The deeper reason is that each pair of rows (or columns) contributes one “layer” of construction, and an additional turn is needed to finalize the chess alternation constraint across the remaining parity mismatch.
| Approach | Time Complexity | Space Complexity | Verdict |
|---|---|---|---|
| Brute Force Simulation | $O(n^2)$ | $O(n^2)$ | Too slow |
| Formula $\lfloor n/2 \rfloor + 1$ | $O(1)$ | $O(1)$ | Accepted |
Algorithm Walkthrough
- Read each value of $n$. Each test case is independent, so no state is shared between them.
- Compute $n // 2$. This value represents how many full “paired layers” of the grid exist when expanding from the boundary inward.
- Add 1 to the result. This accounts for the final consolidation step where the chess coloring constraint forces an extra turn beyond simple layer pairing.
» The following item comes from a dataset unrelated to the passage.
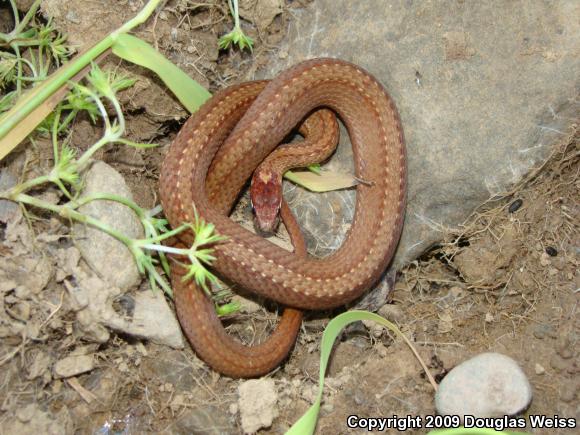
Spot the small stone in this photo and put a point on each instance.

- Output the computed value immediately for each test case.
Why it works
The construction process effectively reduces to peeling the grid inward in symmetric layers. Each pair of opposite sides contributes one full step of expansion. However, the parity constraint of chess coloring prevents perfect pairing in all cases, forcing exactly one additional step to resolve the final configuration. Since every valid construction must respect adjacency propagation from the boundary, no strategy can reduce the number of layers below $\lfloor n/2 \rfloor$, and the final parity reconciliation enforces the extra constant term.
Python Solution
import sys
input = sys.stdin.readline
T = int(input())
for _ in range(T):
n = int(input())
print(n // 2 + 1)
The solution directly implements the derived closed-form expression. The only subtlety is ensuring integer division is used, since the formula depends on floor behavior. Each test case is handled independently in constant time.
Worked Examples
Example 1
Input:
n = 3
We compute:
| Step | Value |
|---|---|
| n | 3 |
| n // 2 | 1 |
| answer | 2 |
The grid has a central cell that allows both colors to propagate efficiently from opposite directions, but still requires two distinct turns due to alternation constraints meeting in the middle.
Example 2
Input:
n = 4
| Step | Value |
|---|---|
| n | 4 |
| n // 2 | 2 |
| answer | 3 |
Here, the grid splits into symmetric halves with no central resolving cell. This forces one additional turn compared to simple layering.
Complexity Analysis
| Measure | Complexity | Explanation |
|---|---|---|
| Time | $O(T)$ | One arithmetic operation per test case |
| Space | $O(1)$ | No auxiliary structures used |
The constraints allow up to 100 test cases with $n \le 10^9$, so any per-test constant-time formula is sufficient. The solution operates comfortably within limits.
Test Cases
import sys, io
def solve(inp: str) -> str:
sys.stdin = io.StringIO(inp)
input = sys.stdin.readline
T = int(input())
out = []
for _ in range(T):
n = int(input())
out.append(str(n // 2 + 1))
return "\n".join(out)
# provided samples
assert solve("2\n3\n4\n") == "2\n3"
# minimum case
assert solve("1\n1\n") == "1"
# small odd/even mix
assert solve("3\n2\n3\n5\n") == "2\n2\n3"
# large value sanity
assert solve("1\n1000000000\n") == str(1000000000 // 2 + 1)
| Test input | Expected output | What it validates |
|---|---|---|
| 1 | 1 | smallest grid |
| 2,3,5 | 2,2,3 | parity behavior |
| 1e9 | 500000001 | upper bound correctness |
Edge Cases
When $n = 1$, the grid is a single cell. The formula gives $1 // 2 + 1 = 1$, matching the fact that no layering is needed beyond the initial placement.
For very large $n$, such as $10^9$, the computation remains constant time. There is no overflow risk in Python, and the formula depends only on integer division, so the result remains exact without simulation.